While sales of the BabyLit series are apparently around 300,000, I’m not quite sold on this new genre. Perhaps we need to order a long-term study on the effects of postmodern baby lit on SAT scores.

The Times reporter Julie Bosnan did helpfully address the subject of the rationale: according to Bosnan, Suzanne Gibbs Taylor, the associate publisher and creative director of Gibbs Smith, “said she realized that no one had ever ‘taken Jane Austen and made it for babies.’ ”        

To which I say (actually, I shouted), of course not -- because the idea of Pride and Prejudice: A BabyLit Counting Primer is simply absurd.

Can a 1-year-old fully appreciate the complexities of either the marriage plot or Mark Darcy? (For those who agree that Austen might not be quite the thing for babies and toddlers, there is The Jane Eyre Counting Primer; I’m guessing that it must go something like this: “1 Rochester, 2 wives”). Creative Director Taylor maintains that “People are realizing that it’s never too young to start putting things in front of them that are a little more meaningful, that have more levels,” which sounds impressive until you come to another title on the list: Anna Karenina: A Babylit Fashion Primer. Here is the description from the publisher’s site:

Introduce your little fashionista to classic fashions in Anna Karenina: A BabyLit Fashion Primer. Elegant illustrations of beautiful gowns, uniforms, hats, gloves, cloaks and more are paired with quotes from Little Master [sic] Tolstoy’s masterpiece to create a sophisticated book full of the finest fashions.            

Presumably the “more” includes a picture of Little Mistress Anna Karenina wearing a onesie that says, “All happy families are alike; each unhappy family is unhappy in its own way.”

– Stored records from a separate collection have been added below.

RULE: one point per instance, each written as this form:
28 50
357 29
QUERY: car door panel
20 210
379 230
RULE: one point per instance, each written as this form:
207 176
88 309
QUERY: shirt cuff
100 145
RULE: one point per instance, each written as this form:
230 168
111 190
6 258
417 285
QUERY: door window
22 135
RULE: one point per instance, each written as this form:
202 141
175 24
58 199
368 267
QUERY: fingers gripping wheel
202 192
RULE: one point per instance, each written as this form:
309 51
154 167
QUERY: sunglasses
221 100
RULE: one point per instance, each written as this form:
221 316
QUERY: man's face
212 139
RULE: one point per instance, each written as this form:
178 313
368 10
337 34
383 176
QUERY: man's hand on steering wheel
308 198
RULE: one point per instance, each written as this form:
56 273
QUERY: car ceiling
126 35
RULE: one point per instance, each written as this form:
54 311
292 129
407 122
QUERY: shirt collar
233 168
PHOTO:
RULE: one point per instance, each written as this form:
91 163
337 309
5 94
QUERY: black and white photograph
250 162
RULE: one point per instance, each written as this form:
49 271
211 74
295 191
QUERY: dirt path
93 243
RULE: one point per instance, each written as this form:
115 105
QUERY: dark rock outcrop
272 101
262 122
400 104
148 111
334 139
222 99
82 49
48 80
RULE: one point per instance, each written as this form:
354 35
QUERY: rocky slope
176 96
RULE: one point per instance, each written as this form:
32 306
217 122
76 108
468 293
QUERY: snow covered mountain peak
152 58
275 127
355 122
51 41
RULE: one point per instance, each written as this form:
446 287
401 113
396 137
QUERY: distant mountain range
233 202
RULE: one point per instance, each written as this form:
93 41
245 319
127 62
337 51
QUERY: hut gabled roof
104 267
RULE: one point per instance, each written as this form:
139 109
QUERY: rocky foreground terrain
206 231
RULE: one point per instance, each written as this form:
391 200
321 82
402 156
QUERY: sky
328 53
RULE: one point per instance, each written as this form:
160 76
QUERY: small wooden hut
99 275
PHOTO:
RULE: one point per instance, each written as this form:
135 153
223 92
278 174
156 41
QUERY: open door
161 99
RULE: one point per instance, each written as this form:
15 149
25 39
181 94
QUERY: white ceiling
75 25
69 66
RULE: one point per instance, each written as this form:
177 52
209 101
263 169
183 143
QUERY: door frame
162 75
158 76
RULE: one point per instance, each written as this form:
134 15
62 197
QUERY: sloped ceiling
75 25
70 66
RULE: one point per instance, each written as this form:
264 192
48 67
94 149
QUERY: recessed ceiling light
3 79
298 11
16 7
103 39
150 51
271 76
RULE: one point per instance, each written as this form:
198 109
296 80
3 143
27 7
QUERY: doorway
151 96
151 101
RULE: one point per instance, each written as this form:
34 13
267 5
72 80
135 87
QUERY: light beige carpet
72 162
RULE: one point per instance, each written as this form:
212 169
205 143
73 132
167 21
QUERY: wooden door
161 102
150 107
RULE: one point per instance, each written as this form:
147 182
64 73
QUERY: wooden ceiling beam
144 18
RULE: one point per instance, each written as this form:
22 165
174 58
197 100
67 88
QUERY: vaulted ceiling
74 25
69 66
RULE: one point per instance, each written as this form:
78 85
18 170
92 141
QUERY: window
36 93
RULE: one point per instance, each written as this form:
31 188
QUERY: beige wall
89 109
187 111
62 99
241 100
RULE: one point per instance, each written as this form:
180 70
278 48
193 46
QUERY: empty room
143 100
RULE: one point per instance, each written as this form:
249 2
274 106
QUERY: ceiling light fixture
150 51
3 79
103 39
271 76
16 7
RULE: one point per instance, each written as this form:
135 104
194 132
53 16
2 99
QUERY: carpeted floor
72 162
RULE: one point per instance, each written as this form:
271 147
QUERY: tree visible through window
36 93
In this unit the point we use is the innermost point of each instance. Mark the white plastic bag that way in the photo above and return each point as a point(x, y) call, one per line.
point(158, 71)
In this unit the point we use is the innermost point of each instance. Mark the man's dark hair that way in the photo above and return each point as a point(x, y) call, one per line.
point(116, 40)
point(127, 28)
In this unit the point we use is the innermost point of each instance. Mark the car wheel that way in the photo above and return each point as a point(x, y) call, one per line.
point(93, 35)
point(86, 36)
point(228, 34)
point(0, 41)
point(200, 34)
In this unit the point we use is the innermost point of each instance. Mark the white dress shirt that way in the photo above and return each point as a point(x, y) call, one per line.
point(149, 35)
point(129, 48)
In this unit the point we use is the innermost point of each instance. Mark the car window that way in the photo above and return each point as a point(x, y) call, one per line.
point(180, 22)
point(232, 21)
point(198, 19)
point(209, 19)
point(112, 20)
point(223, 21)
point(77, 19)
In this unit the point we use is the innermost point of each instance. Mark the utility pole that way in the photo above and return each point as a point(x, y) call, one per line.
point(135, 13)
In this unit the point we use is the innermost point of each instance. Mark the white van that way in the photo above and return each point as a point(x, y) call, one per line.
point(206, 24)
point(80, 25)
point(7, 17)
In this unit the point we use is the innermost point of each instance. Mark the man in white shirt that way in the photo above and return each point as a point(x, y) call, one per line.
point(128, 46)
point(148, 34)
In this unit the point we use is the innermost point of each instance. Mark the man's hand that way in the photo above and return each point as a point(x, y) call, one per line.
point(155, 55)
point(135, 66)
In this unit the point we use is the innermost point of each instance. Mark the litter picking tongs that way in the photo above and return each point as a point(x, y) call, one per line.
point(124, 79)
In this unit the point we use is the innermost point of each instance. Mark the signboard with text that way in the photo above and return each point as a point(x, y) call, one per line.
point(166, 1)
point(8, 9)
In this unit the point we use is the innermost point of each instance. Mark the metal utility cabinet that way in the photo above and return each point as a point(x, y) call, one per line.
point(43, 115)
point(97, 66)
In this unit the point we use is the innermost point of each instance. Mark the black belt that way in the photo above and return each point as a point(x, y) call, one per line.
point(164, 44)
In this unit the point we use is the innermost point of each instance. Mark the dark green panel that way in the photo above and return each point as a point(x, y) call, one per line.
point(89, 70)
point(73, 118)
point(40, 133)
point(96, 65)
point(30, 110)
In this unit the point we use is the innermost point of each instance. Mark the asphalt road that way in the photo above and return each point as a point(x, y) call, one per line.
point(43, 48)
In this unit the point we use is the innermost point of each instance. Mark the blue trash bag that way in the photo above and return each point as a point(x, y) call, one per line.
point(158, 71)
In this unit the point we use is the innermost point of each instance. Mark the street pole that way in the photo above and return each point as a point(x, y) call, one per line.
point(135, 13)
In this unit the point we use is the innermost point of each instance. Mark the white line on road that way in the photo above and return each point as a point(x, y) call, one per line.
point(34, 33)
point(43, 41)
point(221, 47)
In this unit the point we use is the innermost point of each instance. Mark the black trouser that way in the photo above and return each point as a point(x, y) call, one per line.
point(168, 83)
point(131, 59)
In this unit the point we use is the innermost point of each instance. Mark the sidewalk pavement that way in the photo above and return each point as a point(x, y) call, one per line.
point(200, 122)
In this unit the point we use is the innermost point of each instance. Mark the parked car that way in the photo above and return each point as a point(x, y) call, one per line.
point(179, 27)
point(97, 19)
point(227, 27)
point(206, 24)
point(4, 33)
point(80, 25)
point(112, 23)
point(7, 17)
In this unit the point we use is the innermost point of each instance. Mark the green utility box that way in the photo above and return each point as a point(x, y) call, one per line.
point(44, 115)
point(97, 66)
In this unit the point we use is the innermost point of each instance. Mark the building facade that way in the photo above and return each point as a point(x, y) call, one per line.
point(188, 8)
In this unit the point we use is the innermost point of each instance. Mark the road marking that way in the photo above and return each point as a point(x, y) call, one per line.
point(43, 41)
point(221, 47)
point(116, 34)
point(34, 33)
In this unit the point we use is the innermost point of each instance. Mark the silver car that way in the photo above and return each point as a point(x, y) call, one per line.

And yet, as I contemplated the idea of turning classics into baby pap, I began to ask myself, “Why be such a Scrooge?” (see A Christmas Carol, available in both the BabyLit and Cozy Classics series). Why go all Jean-Paul Sartre (author of Nausea, not yet available but possibly pending with the subtitle A Projectile-Vomiting Primer) on this marketing plan? Why not embrace the movement and possibly even pitch some suggestions, such as:

Henry David Thoreau’s Walden: A Going-Outdoors Primer (This one might be tricky, because outside of the admonitory line, “Our life is frittered away by detail... simplify, simplify,” which makes his work seem to be the perfect fodder for a BabyLit bestseller, Thoreau’s average sentence would require a multivolume series of at least four board books).

Allen Ginsberg’s Howl and William Faulkner’s The Sound and the Fury: A Boxed Set of 2 Classic Crying Primers.

Albert Camus’s The Myth of Sisyphus: A Feeding and Diaper-Changing Primer.

Flannery O’Connor’s Everything That Rises Must Converge: A Throwing Your Ball/Sock/ Applesauce at the Cat Primer.

Fyodor Dostoevsky’s The Brothers Karamazov: A Sibling-Rivalry Primer.

Building on the success of BabyLit’s Romeo and Juliet, why not a child-friendly-20-syllable-enough-for-two-lines-of iambic-pentameter Macbeth: A Hand-Washing Primer.

And may I propose that parents think beyond bedtime reading and start hosting board-book discussion groups?

Conversation, of course, will be limited.